Aussi en fait-on peu usage dans les mètres, la continuité des syllabes brèves étant contraire à la dignité et à la majesté de la poésie. Au contraire, le procéleusmatique majeur s'unit très bien aux autres pieds de même rythme, les anapestes et les spondées. Il tempère par son mouvement rapide leur lenteur et prolixité, et c'est de lui qu'on fait surtout usage dans les rythmes.

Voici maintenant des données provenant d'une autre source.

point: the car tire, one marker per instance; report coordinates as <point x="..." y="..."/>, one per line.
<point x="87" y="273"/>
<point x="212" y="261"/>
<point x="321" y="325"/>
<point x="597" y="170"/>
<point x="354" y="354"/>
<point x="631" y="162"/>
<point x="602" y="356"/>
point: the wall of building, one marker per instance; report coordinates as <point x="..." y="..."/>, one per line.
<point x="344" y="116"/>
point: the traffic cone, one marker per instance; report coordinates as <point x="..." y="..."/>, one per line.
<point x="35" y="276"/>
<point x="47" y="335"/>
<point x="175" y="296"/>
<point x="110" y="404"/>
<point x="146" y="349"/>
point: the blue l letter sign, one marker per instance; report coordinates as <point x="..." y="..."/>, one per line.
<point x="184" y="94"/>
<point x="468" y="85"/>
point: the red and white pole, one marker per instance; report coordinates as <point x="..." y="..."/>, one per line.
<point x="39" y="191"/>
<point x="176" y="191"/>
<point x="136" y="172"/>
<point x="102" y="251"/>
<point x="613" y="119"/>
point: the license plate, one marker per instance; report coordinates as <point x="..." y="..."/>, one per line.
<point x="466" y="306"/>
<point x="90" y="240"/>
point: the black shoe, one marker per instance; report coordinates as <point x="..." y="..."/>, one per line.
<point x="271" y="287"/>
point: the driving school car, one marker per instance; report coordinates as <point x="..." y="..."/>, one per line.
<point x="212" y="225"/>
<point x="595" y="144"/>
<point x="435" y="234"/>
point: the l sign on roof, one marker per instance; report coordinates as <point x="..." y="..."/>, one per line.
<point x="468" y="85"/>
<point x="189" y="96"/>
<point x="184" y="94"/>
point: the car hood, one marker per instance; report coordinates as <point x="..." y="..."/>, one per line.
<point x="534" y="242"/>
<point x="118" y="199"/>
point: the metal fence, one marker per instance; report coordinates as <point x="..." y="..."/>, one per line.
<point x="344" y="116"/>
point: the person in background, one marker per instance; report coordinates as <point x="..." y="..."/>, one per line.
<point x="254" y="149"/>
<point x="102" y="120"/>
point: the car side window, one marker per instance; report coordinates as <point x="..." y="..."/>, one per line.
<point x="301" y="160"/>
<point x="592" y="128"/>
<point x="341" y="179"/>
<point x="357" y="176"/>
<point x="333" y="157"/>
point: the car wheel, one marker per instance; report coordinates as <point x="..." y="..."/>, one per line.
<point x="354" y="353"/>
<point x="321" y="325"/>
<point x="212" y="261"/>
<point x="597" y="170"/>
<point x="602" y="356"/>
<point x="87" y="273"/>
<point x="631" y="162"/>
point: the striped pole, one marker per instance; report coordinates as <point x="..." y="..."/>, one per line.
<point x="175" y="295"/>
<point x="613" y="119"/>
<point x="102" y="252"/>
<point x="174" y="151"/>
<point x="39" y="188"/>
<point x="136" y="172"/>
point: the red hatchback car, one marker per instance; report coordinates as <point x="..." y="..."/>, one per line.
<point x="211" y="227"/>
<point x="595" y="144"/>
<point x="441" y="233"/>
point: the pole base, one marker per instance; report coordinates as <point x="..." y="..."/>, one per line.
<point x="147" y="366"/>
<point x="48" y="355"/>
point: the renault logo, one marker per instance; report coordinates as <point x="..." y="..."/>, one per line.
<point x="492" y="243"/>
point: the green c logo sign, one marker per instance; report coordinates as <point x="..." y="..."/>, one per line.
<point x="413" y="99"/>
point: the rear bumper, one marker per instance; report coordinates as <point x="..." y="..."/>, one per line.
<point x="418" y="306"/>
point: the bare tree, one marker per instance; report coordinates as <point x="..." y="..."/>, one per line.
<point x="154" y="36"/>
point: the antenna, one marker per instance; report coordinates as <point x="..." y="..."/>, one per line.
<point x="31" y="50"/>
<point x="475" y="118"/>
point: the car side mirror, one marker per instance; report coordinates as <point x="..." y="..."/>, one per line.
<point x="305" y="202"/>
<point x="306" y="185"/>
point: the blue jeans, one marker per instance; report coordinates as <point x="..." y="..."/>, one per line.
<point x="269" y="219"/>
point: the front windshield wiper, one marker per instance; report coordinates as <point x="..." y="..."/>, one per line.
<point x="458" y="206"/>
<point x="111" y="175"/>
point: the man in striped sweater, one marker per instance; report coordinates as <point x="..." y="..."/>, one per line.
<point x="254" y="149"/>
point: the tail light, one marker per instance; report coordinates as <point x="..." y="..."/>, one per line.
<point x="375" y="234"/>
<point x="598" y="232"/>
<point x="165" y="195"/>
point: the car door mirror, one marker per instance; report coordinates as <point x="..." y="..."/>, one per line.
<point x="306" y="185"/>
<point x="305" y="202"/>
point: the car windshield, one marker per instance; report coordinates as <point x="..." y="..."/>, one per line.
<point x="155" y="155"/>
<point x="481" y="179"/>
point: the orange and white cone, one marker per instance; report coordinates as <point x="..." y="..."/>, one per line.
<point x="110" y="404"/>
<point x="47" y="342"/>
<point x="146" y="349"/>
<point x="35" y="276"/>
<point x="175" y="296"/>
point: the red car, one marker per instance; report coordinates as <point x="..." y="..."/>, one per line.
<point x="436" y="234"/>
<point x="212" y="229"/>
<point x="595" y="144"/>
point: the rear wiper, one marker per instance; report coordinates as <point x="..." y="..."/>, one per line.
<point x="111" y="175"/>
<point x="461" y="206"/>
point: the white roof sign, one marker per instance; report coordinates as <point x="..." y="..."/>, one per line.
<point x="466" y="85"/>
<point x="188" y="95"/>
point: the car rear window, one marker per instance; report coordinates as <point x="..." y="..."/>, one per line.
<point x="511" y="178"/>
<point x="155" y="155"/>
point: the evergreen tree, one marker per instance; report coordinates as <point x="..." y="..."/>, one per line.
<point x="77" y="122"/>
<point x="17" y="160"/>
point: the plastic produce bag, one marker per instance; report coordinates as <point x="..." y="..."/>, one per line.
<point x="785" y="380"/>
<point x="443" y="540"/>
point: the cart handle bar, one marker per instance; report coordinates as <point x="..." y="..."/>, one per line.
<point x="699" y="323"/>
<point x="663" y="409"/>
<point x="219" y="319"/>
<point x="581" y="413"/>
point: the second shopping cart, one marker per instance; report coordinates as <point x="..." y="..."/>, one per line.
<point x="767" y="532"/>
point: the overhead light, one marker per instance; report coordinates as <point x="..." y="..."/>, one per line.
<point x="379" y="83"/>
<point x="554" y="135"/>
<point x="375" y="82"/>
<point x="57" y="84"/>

« L'anapeste a toujours une de ses parties monochrone et l'autre dichrone. Il est mineur, lorsque la partie monochrone du pied ne renferme qu'un temps simple, et alors c'est l'iambe ou le trochée, dont il sera parlé plus loin. Il est majeur, lorsque cette partie monochrone est un temps composé, l'équivalent de deux brèves. L'anapeste majeur a donc ses temps disposés de telle sorte que, pour la durée, la thésis et l'arsis sont égales et se répondent l'une à l'autre. Ce qui se fait de deux manières : 1° le pied commence par le temps le plus considérable, le temps double ou long, et c'est alors l’anapeste apomyzon (ἀπο μειζόνος) que nous appelons aussi dactyle ; le pied commence par les deux temps moindre ou brefs, et c'est l’anapeste apelasson (ἀπ' ἐλασσόνος) qui retient le nom d'anapeste tout court.

« Le spondée simple est formé de deux longues, une à l'arsis et l'autre à la thésis. Le spondée majeur ou dispondée double la valeur de son arsis et de sa thésis, qui valent ainsi chacune quatre temps simples.

« Dans ce même genre égal, notons encore deux pieds qui se forment par synzygie : l'ionique majeur et l'ionique mineur. Le premier associe un spondée simple et un pyrrhique ; le second, un pyrrhique et un spondée. Ce sont là les principaux rythmes du genre égal, c'est-à-dire dans lequel tous les pieds ont leur arsis de même valeur que la thésis.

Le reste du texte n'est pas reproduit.